According to a recent biographer ‘everyone knows about Burns’: the Ayrshire farmer turned poet has long enjoyed enormous popularity. Robert Burns (1759-1796) was a complex figure – in many ways he was a product of the bilingual and bicultural upbringing peculiar to much of lowland Scotland in the late 1700s. He was immersed in the Scots language and Scottish folk traditions, yet he was also well-schooled in English literature. Shown here, his 1786 breakthrough work, Poems, chiefly in the Scottish dialect succeeded instantly, selling out its run of six hundred copies within a month.

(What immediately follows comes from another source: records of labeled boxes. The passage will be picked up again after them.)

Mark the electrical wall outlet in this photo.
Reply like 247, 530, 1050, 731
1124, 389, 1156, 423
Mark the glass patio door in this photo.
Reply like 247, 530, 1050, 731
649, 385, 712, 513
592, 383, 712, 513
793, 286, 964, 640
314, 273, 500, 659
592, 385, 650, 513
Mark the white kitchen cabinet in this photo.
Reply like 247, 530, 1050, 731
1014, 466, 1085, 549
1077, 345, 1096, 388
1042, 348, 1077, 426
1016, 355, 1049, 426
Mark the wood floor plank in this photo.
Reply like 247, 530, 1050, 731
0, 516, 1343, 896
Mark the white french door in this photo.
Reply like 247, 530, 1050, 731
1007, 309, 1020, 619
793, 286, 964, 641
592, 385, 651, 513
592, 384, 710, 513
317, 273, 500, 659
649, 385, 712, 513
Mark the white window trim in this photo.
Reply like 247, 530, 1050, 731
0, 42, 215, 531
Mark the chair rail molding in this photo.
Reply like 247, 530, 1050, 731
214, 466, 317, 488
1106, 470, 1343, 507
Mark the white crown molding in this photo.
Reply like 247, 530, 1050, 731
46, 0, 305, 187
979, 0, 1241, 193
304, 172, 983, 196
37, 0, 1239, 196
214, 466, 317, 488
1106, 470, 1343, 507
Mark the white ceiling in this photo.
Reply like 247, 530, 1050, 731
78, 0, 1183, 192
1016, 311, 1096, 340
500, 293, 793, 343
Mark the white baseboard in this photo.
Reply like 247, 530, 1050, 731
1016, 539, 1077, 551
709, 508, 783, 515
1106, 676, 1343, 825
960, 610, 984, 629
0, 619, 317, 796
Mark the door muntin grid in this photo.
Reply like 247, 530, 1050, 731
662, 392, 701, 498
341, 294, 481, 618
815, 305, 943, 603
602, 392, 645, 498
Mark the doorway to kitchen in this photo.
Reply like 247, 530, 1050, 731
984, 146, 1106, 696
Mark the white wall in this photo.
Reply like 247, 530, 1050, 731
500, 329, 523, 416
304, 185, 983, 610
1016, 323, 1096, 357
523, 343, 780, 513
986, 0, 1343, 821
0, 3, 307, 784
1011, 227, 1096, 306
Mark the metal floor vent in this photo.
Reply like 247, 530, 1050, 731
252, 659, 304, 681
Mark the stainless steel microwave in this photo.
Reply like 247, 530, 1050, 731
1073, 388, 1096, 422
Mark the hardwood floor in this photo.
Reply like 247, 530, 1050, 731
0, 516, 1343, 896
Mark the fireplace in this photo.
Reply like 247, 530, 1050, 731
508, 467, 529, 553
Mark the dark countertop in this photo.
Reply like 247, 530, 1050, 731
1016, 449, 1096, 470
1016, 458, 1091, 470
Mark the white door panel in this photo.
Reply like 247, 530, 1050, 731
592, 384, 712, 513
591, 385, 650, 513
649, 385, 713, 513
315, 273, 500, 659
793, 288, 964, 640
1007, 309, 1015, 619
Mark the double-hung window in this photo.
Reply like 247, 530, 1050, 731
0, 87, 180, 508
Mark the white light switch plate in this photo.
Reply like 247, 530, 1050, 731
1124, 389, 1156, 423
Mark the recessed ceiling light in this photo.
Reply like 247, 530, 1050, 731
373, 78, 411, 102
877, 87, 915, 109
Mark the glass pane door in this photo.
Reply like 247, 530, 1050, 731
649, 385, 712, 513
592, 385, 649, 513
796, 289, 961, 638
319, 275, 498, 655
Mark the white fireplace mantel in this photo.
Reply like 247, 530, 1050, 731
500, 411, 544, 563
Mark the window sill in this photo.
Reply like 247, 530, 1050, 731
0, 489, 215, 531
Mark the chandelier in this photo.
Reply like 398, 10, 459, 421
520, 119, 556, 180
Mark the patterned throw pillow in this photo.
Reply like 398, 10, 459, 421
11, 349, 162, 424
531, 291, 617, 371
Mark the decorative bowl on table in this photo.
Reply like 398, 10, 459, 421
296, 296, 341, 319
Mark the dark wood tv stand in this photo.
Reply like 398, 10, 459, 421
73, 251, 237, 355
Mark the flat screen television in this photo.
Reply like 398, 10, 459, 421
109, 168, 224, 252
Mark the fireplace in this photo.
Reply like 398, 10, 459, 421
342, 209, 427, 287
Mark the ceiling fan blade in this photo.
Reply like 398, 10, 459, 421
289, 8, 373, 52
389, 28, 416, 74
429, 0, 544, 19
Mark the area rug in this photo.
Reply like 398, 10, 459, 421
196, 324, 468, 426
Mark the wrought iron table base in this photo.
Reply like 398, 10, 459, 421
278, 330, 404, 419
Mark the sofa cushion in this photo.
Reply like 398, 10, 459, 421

He skilfully balanced the collection of poems by combining the Scots and English traditions: sometimes he uses an English just tipped with Scots, sometimes the Scots element is more pronounced, sometimes it is overwhelming. The end result was a work that proved popular to people across the social spectrum.

Grose's 'Antiquities of Scotland'. (London: 1789). Plate depicting the Alloway Kirk. RQ 3091-3092

One of Burns’s most popular poems is Tam O’Shanter: a Tale. The poem was written in 1790 for his friend, the antiquarian Captain Francis Grose (bap. 1731, d. 1791), ‘a cheerful-looking grig of an old, fat fellow’ who was researching his Antiquities of Scotland. The carnivalesque, mock-epic poem sees Tam encountering witches and warlocks during a stormy night-ride home from the pub on his horse, Meg. Seen here, it accompanies the account of the Kirk of Alloway in the second volume of Grose's 1791 Antiquities.